Attorneys involved in the gay marriage case said Tuesday that couples can begin picking up marriage license applications sometime on or after Nov. 10. A judge at the New Haven Superior Court, where the case began in 2004, still must decide the precise date.
The state Supreme Court's decision allowing same-sex marriages became official Tuesday with its publication in the Connecticut Law Journal. The publication triggered a 10-day period when motions for reconsideration can be filed.
Attorney General Richard Blumenthal said after that period ends on Nov. 10, the Superior Court judge can act on the high court's ruling.
The judgment may come later that week because Nov. 10 is a Monday, a busy day for the Superior Court, and Tuesday is a state holiday.
The state Department of Public Health is having new marriage applications printed that reflect the change. Instead of putting one name under "bride" and the other under "groom," couples will see two boxes marked "bride/groom/spouse." The new forms are expected to be shipped out to city and town clerks later this week.
"The moment the judgment is entered, the state of Connecticut is required to issue marriage licenses to same-sex couples. And we expect the clerks will be ready," said Bennett H. Klein, senior attorney with the Boston-based Gay & Lesbian Advocates & Defenders.
The state Supreme Court issued a 4-3 decision on Oct. 10 that same-sex couples have the right to wed rather than accept a civil union law designed to give them the same rights as married couples. Connecticut became the third state, behind Massachusetts and California, to legalize gay marriage.
It's unclear how many couples will get married.

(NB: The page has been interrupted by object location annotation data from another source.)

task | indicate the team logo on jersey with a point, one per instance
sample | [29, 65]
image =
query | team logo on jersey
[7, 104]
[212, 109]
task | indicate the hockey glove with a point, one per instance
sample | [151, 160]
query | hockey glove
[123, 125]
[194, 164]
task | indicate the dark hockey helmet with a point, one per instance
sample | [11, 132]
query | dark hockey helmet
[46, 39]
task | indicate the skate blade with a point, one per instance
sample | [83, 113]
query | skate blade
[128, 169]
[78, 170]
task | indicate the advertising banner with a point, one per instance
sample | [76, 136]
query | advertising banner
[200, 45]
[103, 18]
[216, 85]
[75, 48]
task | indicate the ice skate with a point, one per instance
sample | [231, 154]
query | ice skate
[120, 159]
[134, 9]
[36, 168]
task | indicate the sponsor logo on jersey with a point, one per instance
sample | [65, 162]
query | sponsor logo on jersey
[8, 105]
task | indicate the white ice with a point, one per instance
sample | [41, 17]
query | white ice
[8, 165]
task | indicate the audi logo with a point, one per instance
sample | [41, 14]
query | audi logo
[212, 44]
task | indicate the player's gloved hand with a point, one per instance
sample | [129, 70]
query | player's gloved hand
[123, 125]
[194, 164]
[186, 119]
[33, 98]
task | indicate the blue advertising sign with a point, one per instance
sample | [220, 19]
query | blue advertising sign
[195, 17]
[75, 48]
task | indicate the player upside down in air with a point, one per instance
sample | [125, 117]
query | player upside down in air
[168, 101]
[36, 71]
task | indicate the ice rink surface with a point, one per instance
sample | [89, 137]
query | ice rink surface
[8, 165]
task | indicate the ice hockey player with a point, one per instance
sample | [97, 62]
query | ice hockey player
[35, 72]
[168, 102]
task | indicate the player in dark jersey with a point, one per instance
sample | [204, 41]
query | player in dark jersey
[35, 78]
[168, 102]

According to the public health department, there have been 2,032 civil union licenses issued in Connecticut between Oct. 2005 and July 2008.
"I would bet that the majority of those people would change the civil unions to marriage," said Anne Stanback, president of Love Makes a Family, a pro-gay marriage organization. "I think that you have people who've waited to get married and have not had civil unions."
Couples currently in a civil union that wish to become married will need to fill out a marriage license application form at their city or town hall. There is no residency requirement for marriage in Connecticut.
The state's 2005 civil unions law will remain on the books, at least for now. Same-sex couples can continue to enter civil unions, which give them the same state legal rights and privileges as married couples without the status of being married. It will be up to the General Assembly to decide whether to change the civil unions law, Klein said.